- Photographed in 1974
- Born: Barbara Juanita Gardner November 30, 1932 Black Mountain, North Carolina
- Died: December 19, 2018 (aged 86) Chicago, Illinois
- Known for: First African-American Woman who owned and operated an advertising agency

= Barbara Gardner Proctor =

American advertising executive (1932–2018)

Barbara Juanita Gardner Proctor (November 30, 1932 – December 19, 2018) was an American advertising executive. In 1970 she founded Proctor and Gardner Advertising, Inc.

In 1976, she was advertising person on the year. She was the first African American woman to own and operate an advertising agency. In 1986 her success was being quoted by Ronald Reagan and the Smithsonian.

==Career==
===Early life and career===
Born in Black Mountain, North Carolina in 1932, Gardner was mainly raised by her grandmother. She attended high school in Asheville, NC and studied at Talladega College, Alabama graduating after three years with a degree in English and education and, a year later, in 1954, she gained a further degree in psychology and sociology.

Her earliest occupations were in teaching, counseling and social work. After forming a friendship with Sid McCoy, a Chicago-based disc jockey whose family owned a record store in the city, she was hired by VeeJay Records, with which McCoy was also connected, on his recommendation. She wrote publicity material for the company and liner notes for its album releases. She was the only African American woman working in such a position in the music industry at that time. In the early part of her career (as Barbara J. Gardner), she was a freelance jazz critic writing for DownBeat magazine; she later joined the staff and became a contributing editor.

Meanwhile, around 1960, Gardner became director of VeeJay Records' International Division. In this role, Gardner brought The Beatles to the United States in December 1962 for the first time. VeeJay was responsible for releasing The Beatles earliest records in the United States, via a deal in early 1963 which Gardner made with EMI executives in London.
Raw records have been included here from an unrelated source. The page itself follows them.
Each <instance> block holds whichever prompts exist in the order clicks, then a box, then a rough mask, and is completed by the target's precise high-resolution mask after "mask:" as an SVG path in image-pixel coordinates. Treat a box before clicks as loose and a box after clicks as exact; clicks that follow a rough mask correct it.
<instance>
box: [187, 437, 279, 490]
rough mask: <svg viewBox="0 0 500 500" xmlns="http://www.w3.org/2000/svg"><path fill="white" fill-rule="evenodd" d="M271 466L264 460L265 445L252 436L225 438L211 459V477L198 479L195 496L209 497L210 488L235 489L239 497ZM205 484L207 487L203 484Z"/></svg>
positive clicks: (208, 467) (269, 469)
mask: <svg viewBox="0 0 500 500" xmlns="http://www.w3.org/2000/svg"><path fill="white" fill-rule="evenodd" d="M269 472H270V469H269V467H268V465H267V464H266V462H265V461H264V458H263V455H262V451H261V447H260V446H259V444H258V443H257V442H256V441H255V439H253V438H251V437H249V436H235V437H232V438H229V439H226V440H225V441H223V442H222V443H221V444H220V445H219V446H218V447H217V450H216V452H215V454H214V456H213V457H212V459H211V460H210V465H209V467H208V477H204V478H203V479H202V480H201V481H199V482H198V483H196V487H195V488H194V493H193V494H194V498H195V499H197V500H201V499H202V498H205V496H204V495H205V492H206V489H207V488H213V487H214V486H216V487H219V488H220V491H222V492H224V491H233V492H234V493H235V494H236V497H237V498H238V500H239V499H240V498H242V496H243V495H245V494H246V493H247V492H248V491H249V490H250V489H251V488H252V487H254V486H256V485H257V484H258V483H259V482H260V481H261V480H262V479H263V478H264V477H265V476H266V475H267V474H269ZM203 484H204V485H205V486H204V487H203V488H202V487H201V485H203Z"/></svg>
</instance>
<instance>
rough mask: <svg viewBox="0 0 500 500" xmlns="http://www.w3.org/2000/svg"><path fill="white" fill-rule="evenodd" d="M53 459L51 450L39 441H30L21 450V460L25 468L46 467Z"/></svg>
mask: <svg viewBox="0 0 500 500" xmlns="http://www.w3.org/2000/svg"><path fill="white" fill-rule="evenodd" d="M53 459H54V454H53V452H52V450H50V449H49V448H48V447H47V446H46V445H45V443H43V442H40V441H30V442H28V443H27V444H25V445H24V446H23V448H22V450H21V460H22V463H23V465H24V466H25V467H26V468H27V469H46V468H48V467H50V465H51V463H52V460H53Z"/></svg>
===Career in advertising===
In 1964, she was hired by the Post-Keyes-Gardner Agency, where she began using her married name Proctor so as to not share a name with one of the agency partners. She won 21 awards in three years at that agency. In 1969, she worked at Gene Taylor Associates as a copy supervisor, and later that year worked at North in a similar position. But she thought that at North she was limited to dealing with beauty and household products, and that the company focused on pleasing the customer rather than selling the product. She was fired from North for refusing to work on an advertising campaign for a hair care product which she felt demeaned the Civil rights movement. Gardner Proctor recalled in an interview for C-SPAN: "they wanted me to do a ‘foam-in’ demonstration in the streets, with women running down the streets waving hair spray cans. I said I would never do that."

Therefore, she began her own advertising agency in 1970, called Proctor and Gardner Advertising, Inc. using her own name and her married name assisted by a loan from the Small Business Administration. Her 1960 marriage to Carl Proctor had ended in divorce in 1963, but she used this form to overcome any chauvinism from potential clients. It quickly became the second largest African American advertisement agency in the United States.

In 1995, the company filed for bankruptcy.

==Awards==
In 1974, she was named the Chicago Advertising Woman of the Year by the Woman's Ad Club, and chosen as "Advertising Person of the Year" by the sixth district of the American Advertising Federation the following year. In 1976, she was elected as the first African-American women to head the Cosmopolitan Chamber of Commerce. She was the president of the National League of Black Women from 1978 to 1982. In 1979, the Supersisters trading card set was produced and distributed; one of the cards featured her name and picture. She received the 1980 Headliner Award from the Association for Women in Communications. From 1983 to 1984, she was the cochair of the Gannon-Proctor Commission, which was appointed by the governor of Illinois to study the economy of Illinois. She was cited by President Ronald Reagan in his State of the Union address, and was included in his 1986 special report "Risk to Riches: Women and Entrepreneurship in America." The Smithsonian Institution also featured her in its "Black Women Achievement against the Odds Hall of Fame.

Gardner Proctor died in a Chicago rehabilitation center on December 19, 2018, shortly after a fall caused a broken hip. She had suffered from dementia for some years.